Je considère cela comme un catalyseur pour l’ensemble du secteur des réseaux sociaux, pas seulement Meta. Les 52 procureurs généraux ont créé un modèle qui peut désormais être déployé contre YouTube, TikTok et toute plateforme disposant de bases d’utilisateurs importantes. L’accord de Meta sert en pratique de mécanisme de découverte des prix pour l’exposition réglementaire de l’industrie.

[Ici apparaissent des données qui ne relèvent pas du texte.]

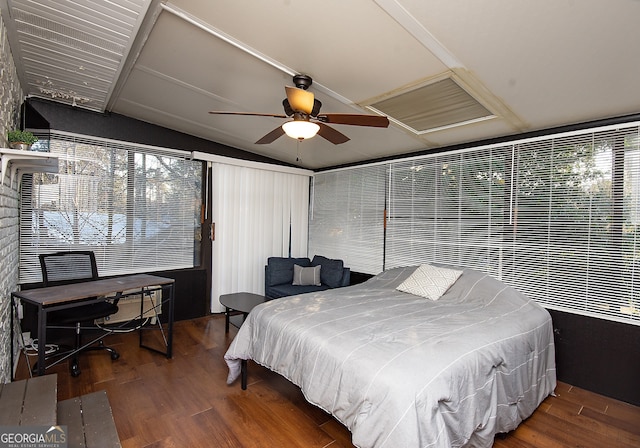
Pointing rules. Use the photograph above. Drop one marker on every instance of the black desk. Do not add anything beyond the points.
(240, 302)
(60, 297)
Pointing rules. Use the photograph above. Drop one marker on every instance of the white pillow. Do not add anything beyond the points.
(306, 276)
(429, 281)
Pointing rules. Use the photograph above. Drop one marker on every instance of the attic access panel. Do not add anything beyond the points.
(438, 105)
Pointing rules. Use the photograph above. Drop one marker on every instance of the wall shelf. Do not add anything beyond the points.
(26, 162)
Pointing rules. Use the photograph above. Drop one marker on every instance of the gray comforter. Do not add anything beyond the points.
(403, 371)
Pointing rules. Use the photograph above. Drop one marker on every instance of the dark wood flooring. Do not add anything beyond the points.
(185, 402)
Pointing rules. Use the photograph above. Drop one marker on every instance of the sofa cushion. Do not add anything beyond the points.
(281, 269)
(275, 292)
(303, 276)
(331, 271)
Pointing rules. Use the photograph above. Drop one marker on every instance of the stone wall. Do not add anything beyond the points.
(11, 97)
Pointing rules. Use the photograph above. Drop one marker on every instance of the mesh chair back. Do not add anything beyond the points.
(62, 268)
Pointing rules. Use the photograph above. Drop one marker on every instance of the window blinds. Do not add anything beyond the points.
(136, 207)
(347, 217)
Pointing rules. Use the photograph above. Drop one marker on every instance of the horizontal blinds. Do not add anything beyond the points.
(138, 211)
(574, 240)
(347, 217)
(448, 209)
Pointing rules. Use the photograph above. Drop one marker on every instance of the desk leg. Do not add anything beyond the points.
(42, 339)
(168, 339)
(172, 297)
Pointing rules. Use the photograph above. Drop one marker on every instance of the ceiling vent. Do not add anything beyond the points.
(435, 106)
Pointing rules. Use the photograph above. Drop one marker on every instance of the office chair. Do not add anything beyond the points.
(63, 268)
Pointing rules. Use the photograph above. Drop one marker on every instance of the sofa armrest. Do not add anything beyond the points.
(346, 277)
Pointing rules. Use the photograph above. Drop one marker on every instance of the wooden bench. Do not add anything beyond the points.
(33, 402)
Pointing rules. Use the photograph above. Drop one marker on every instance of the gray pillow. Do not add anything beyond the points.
(281, 269)
(306, 276)
(331, 270)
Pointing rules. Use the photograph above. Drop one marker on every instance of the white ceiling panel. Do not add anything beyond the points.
(533, 65)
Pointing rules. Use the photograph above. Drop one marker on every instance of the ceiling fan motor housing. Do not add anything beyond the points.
(302, 81)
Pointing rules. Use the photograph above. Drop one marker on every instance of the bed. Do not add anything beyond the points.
(402, 370)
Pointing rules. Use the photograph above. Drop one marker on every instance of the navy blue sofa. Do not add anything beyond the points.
(278, 276)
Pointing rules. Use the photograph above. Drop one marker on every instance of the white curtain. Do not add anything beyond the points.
(258, 213)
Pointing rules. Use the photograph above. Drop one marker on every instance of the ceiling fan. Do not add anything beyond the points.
(307, 119)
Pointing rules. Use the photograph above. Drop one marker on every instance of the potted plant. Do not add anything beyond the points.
(21, 139)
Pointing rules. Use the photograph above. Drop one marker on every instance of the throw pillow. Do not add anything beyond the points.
(306, 276)
(331, 273)
(429, 281)
(281, 269)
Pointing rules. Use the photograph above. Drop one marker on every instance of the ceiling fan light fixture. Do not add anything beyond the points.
(300, 129)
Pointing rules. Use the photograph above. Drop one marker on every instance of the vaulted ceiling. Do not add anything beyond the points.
(445, 71)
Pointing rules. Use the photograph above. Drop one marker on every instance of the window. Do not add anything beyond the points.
(347, 217)
(136, 207)
(556, 217)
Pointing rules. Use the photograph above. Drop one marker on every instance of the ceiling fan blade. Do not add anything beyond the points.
(331, 134)
(254, 114)
(300, 100)
(376, 121)
(271, 136)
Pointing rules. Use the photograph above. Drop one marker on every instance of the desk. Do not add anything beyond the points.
(60, 297)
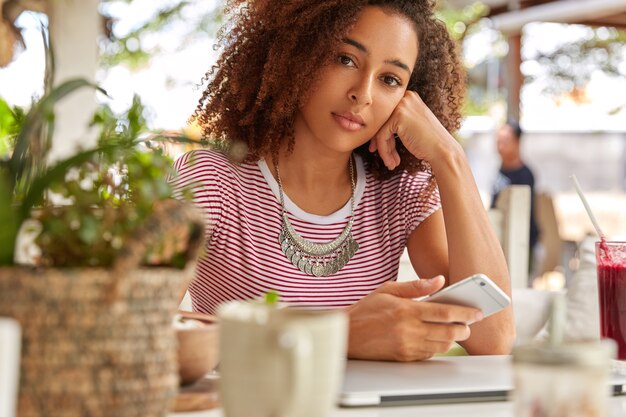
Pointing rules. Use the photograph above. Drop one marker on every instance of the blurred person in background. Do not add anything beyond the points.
(513, 171)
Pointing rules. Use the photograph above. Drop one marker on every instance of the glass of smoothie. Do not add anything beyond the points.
(611, 262)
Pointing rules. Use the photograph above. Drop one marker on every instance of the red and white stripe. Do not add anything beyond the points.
(243, 259)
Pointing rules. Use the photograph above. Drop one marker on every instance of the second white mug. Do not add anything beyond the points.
(280, 362)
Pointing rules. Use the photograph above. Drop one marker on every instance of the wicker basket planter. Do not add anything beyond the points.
(85, 356)
(100, 341)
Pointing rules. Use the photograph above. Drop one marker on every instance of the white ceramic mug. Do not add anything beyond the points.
(10, 346)
(280, 362)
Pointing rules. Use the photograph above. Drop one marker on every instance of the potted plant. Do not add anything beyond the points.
(97, 303)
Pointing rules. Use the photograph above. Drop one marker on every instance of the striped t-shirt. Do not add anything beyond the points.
(244, 260)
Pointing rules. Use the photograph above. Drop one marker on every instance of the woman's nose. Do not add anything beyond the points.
(361, 92)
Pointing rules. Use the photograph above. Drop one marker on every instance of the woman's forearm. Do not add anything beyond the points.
(473, 246)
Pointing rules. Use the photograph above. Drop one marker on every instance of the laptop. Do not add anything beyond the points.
(440, 380)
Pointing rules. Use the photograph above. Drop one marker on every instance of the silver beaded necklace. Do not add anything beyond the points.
(318, 259)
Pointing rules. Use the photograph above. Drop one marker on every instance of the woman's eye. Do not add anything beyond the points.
(346, 60)
(392, 81)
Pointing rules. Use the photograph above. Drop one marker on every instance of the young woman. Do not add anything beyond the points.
(340, 112)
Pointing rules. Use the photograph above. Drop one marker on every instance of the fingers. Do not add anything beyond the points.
(385, 143)
(413, 289)
(446, 313)
(447, 333)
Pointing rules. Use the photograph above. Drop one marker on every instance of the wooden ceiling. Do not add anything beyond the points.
(615, 18)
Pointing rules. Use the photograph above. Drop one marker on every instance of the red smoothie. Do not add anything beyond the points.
(611, 260)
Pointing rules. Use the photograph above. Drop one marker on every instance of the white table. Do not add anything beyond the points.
(491, 409)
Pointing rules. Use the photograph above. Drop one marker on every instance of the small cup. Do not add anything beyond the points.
(280, 362)
(611, 264)
(567, 380)
(198, 352)
(10, 346)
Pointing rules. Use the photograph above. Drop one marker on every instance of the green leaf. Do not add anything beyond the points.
(10, 223)
(29, 137)
(271, 297)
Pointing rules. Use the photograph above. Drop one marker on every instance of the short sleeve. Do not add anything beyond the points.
(196, 175)
(418, 199)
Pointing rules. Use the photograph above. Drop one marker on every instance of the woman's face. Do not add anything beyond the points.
(358, 91)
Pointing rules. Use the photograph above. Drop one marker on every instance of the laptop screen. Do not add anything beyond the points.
(441, 380)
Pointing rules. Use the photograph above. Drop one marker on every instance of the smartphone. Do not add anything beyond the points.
(476, 291)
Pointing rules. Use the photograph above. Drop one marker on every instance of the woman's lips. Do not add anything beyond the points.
(349, 121)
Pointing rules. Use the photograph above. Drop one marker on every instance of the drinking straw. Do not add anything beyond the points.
(587, 208)
(556, 325)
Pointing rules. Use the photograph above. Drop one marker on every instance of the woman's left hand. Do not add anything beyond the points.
(416, 126)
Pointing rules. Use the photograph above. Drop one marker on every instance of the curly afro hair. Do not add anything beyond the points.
(272, 52)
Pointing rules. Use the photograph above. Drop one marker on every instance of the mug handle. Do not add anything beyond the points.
(299, 346)
(10, 346)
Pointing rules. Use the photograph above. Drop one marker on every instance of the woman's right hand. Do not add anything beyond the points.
(388, 324)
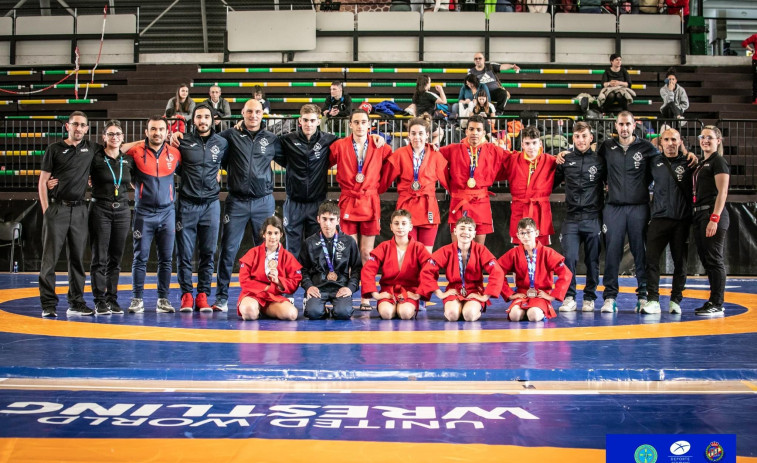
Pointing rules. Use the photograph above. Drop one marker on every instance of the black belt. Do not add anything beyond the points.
(67, 203)
(112, 205)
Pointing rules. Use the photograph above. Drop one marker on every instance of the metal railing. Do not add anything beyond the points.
(23, 141)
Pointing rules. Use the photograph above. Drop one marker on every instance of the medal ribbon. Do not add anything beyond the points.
(417, 161)
(116, 183)
(326, 250)
(474, 161)
(531, 266)
(462, 265)
(359, 159)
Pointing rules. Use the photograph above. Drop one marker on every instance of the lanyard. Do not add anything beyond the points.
(531, 266)
(116, 183)
(417, 164)
(359, 159)
(474, 161)
(462, 265)
(326, 251)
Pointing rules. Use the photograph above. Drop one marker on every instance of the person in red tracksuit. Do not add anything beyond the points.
(464, 262)
(266, 273)
(531, 175)
(534, 266)
(359, 161)
(400, 260)
(419, 166)
(473, 168)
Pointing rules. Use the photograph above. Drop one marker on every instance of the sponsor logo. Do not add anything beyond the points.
(680, 447)
(645, 453)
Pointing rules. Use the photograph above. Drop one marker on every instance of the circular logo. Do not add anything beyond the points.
(714, 451)
(645, 454)
(680, 448)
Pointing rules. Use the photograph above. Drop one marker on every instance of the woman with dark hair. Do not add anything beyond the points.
(181, 104)
(711, 178)
(266, 273)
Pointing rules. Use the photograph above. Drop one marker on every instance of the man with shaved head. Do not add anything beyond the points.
(671, 221)
(250, 183)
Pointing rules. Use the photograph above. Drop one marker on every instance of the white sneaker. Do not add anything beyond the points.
(136, 306)
(164, 306)
(609, 306)
(568, 305)
(675, 307)
(651, 307)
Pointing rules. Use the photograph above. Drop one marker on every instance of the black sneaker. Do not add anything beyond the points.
(49, 312)
(79, 308)
(115, 309)
(710, 310)
(101, 308)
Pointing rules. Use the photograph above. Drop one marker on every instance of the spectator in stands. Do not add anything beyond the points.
(257, 93)
(339, 104)
(711, 219)
(465, 98)
(250, 183)
(487, 75)
(64, 219)
(220, 108)
(677, 7)
(181, 104)
(616, 93)
(749, 44)
(674, 98)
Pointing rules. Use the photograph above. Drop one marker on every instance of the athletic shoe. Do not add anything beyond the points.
(115, 309)
(221, 306)
(137, 305)
(79, 308)
(568, 305)
(164, 306)
(675, 307)
(49, 312)
(187, 303)
(710, 310)
(609, 306)
(201, 303)
(651, 307)
(101, 308)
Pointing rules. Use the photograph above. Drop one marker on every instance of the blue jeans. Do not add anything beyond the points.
(196, 224)
(572, 235)
(237, 213)
(149, 223)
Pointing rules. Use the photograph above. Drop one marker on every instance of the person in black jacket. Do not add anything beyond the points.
(305, 155)
(671, 221)
(197, 224)
(250, 182)
(331, 267)
(585, 175)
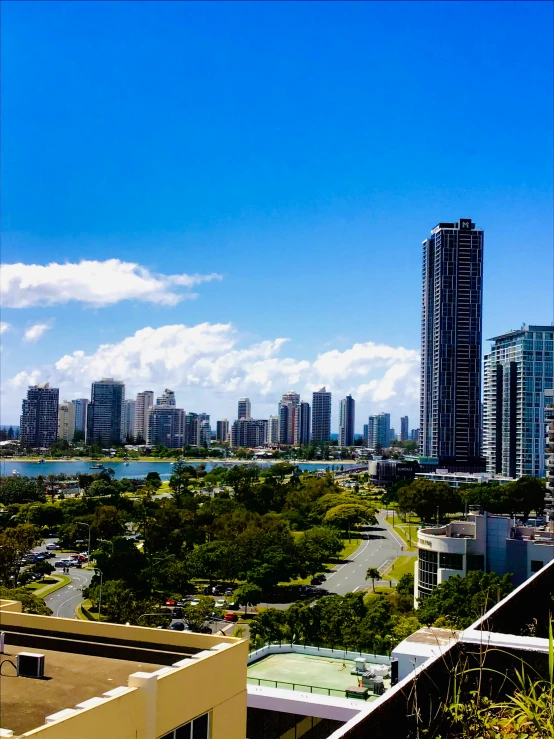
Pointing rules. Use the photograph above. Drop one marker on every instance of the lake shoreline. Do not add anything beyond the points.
(161, 460)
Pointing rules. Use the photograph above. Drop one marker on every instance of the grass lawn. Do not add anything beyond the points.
(401, 566)
(348, 548)
(404, 531)
(49, 585)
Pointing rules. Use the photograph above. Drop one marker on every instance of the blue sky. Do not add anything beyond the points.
(301, 152)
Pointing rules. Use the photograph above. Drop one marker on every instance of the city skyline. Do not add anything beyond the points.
(152, 280)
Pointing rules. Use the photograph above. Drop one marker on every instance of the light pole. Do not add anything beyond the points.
(82, 523)
(99, 572)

Les changements obligatoires imposés aux plateformes constituent le catalyseur plus profond. Les limites quotidiennes de temps pour les adolescents, les restrictions de notification pendant les heures de cours, la vérification de l’âge et les exigences de consentement parental ne sont pas des coûts de conformité ponctuels. Ils modifient durablement les mécanismes d’engagement qui ont alimenté la croissance des utilisateurs pour chaque plateforme sociale. L’impact sur le ciblage publicitaire et la durée des sessions sera structurel.

Pour Meta en particulier, la charge juridique de 10 milliards de dollars au T3 est digeste. La réaction du titre sur la journée — d’abord en hausse de 4 % avant de se réduire à 0,27 % — suggère que le marché considère le chiffre mis en avant comme gérable, mais que la conformité représente un frein permanent.

L’accord supprime aussi le risque résiduel le plus important de Meta. Les amendes potentielles de 1,4 billion de dollars sont désormais réglées pour 1,2 % de ce montant. Le soulagement a toujours été la première réaction.